Yes, however there are several issues in having it in a dongle instead of inside the phone
You're needlessly converting to 'lightning protocol' and back. DAC will be lower quality than an internal one (because of size and power constraints and the fact that you need one internal and one external)
Generic dongles purchased from Amazon can be expected to have lower quality DAC's, but most people that want to cheap out on something that only costs 9 dollars probably aren't using good enough headphones or speakers to care.
In reality those constraints don't have any humanly discernable impact on the quality. Plus the part about the lightning protocol makes no sense whatsoever.
Here's an idea: Try blind testing 10 songs or so and see if you can figure out which one is played from the adapter and which one isn't. I bet you won't hear the difference.

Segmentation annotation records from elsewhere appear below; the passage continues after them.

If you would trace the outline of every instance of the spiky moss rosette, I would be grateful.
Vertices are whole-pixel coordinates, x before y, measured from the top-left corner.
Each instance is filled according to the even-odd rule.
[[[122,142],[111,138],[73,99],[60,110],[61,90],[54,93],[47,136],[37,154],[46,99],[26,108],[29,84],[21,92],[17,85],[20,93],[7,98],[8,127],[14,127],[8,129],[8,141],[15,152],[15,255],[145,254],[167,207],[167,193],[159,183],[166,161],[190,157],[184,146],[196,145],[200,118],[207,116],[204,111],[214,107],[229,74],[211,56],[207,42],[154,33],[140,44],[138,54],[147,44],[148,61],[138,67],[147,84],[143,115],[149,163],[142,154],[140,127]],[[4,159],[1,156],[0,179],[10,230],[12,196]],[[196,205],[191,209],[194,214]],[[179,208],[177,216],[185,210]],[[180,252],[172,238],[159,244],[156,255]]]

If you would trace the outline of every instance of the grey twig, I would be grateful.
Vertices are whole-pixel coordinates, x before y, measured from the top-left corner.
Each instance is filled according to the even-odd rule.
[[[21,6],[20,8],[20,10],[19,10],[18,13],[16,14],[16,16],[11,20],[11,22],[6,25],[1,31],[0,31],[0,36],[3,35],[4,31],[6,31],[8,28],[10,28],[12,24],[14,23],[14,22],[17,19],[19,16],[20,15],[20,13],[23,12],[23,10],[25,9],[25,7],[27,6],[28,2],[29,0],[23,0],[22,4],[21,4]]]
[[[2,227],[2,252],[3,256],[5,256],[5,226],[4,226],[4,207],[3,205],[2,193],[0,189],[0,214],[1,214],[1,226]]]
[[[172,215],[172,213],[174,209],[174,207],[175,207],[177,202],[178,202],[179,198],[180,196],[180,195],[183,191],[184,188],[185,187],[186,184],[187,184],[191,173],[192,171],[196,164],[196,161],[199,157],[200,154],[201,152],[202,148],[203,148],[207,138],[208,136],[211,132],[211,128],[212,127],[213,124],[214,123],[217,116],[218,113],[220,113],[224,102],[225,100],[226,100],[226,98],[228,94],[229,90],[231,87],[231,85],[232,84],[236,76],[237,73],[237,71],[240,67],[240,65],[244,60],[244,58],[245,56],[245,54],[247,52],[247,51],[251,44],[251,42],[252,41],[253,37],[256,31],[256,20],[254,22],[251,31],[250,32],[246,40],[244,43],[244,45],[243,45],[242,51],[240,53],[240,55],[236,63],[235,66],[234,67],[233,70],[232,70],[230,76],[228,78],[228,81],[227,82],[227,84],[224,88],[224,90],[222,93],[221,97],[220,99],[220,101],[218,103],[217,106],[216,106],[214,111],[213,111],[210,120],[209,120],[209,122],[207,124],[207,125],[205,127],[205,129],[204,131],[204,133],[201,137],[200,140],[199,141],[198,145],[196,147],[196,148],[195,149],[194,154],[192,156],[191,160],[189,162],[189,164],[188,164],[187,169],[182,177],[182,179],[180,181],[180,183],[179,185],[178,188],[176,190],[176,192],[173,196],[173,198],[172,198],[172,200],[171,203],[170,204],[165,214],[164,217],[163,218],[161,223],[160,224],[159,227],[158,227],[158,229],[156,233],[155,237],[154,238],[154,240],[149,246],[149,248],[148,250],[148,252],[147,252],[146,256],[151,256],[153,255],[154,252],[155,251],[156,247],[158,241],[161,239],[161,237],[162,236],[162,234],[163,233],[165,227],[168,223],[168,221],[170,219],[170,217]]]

I have an iPhone 7. In reality even that isn't an issue. You can keep the dongle attached to your headphones and it will stick safely to it.
I would really like to know how many people who find issue with the dongle have day-to-day experience with a headphone jack-less device. My bigger concern is that headphone jacks will vanish from headphones.
Because I have broken all my headphones and then my phone's audio jack I am trying out the dongly life. So far it hasn't been that bad, but I suspect that there will be situations in which I'll want to charge and have an audio device connected.
I dislike Apples love for dongles, but the headphone donglegate is mainly a constructed problem by people that just want to rage about something. Sure, it sucks that you can't use your headphones while charging but in reality I had this problem exactly once in a year of usage. There are actual problems with modern smartphones and iPhones in particular but the headphone jack is a ridiculously propped up issue.
> Yes it does, unless the port has an analog audio channel
Then you'd have an internal DAC.
Apple is extremely greedy with space, but a DAC/amp isn't large. The dongle has more available space.
The sound is digital before being converted either way, the "lighting protocol" won't hurt the quality unless they lossily compress, which I doubt.